I just returned from Hadoop World in New York City. Hadoop is the open source project that has made Google’s ideas for distributed file systems and algorithms to map and reduce huge data sources to useable information available to the rest of us. Cloudera, the commercial company supporting Hadoop, put on Hadoop World to bring together users and practitioners of Hadoop.
Why all the excitment? In talk after talk we were shown how Hadoop is being used today to solve real world problems. Many times we heard of cases where there was so much data to process that either it could never be used or it would take weeks to process a simple query. Hadoop has changed the game by producing answers on terabyte and petabyte data sets in hours or minutes.
There are ony a couple of times in my career when I’ve felt on the cusp of technology that can really change the way we do things. The previous ones that I’ve seen include:
- The early days of mini-computers, including the HP 3000 that I specialized on, where transactional processing could be done at one tenth the cost of mainframes.
- When I registeredthe 80,000th web site in the world. Six months later there were 250,000.
There is much more to come, but Hadoop is in production and making a difference today. There is much to learn. Alexander Sicular does a great job of giving us an overview in his blog posting “Are You New to Hadoop? Settle in …”
Understanding Hadoop and the Challenges Ahead
For decades many of us have been dealing with a fundamental problem. We have too much data to be able to select, sort, and report on for the given hardware available to us. I’ve seen this problem since the 1980′s. While there have been many hardware and software advances since then, data is still growing faster than existing solutions can provide answers. The problem is getting worse as the Internet and other technologies produce data at a faster rate than ever before.
Thanks to Google, a whole new way of solving the problem has been created:
- Distribute the data over many commodity servers
- Use two algorithms called Map and Reduce to select and sort the data you want
- Execute Map and Reduce in parallel on the hundreds of servers where the data has been distributed
- Hide as many details as possible of the distributed architecture from the end user
Hadoop is the open source implementation of what is described above. Parallel computing is really difficult and Hadoop abstracts most of the difficulties out of the way. Based on the many talks that I heard at Hadoop World, Hadoop is out of the lab and in use solving real world problems at many organizations such as Yahoo and Facebook.
While Hadoop has seen numerous progress recently, there are still many challenges for wide adoption of the platform:
- It is a technical solution with many different parts. It requires a highly technical person to understand and install all of the components.
- You need many servers to use Hadoop. At least ten or more and many are using hundreds. That’s fine if you are Yahoo or Facebook, but daunting if you are a Fortune 500 company. There are third-party solutions from Amazon, Rackspace, and Softlayer, but using a third-party supplier can introduce security issues when trying to host your data outside of the corporate firewall.

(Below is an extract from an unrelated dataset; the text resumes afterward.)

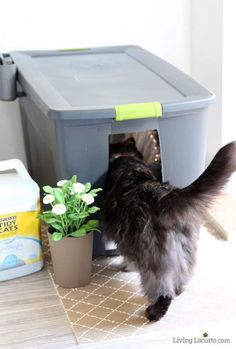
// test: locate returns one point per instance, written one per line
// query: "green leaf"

- You need to code your own Map and Reduce funtions. The best way to code these functions is in Java. For business analysts who are trying to ask questions about their data, this introduces a major impediment. They don’t have the skills to code their own Map and Reduce functions so they need to find and work with a top notch programmer to get the functions done.
All these challenges will have solutions. Cloudera is making it easier to deploy Hadoop. Amazon has a Hadoop service making it easy to deploy Hadoop jobs. There are many efforts to introduce new scripting and SQL-like tools to enable analysts to ask questions without having to learn Map and Reduce.
What used to be impossible is now possible thanks to Hadoop. The questions we should be asking ourselves are:
- What information is hiding in our data that we could use to improve our business?
- If we could now ask questions of enormous data sets that we could never ask before, what should those questions be?
Good luck finding answers with from your big data.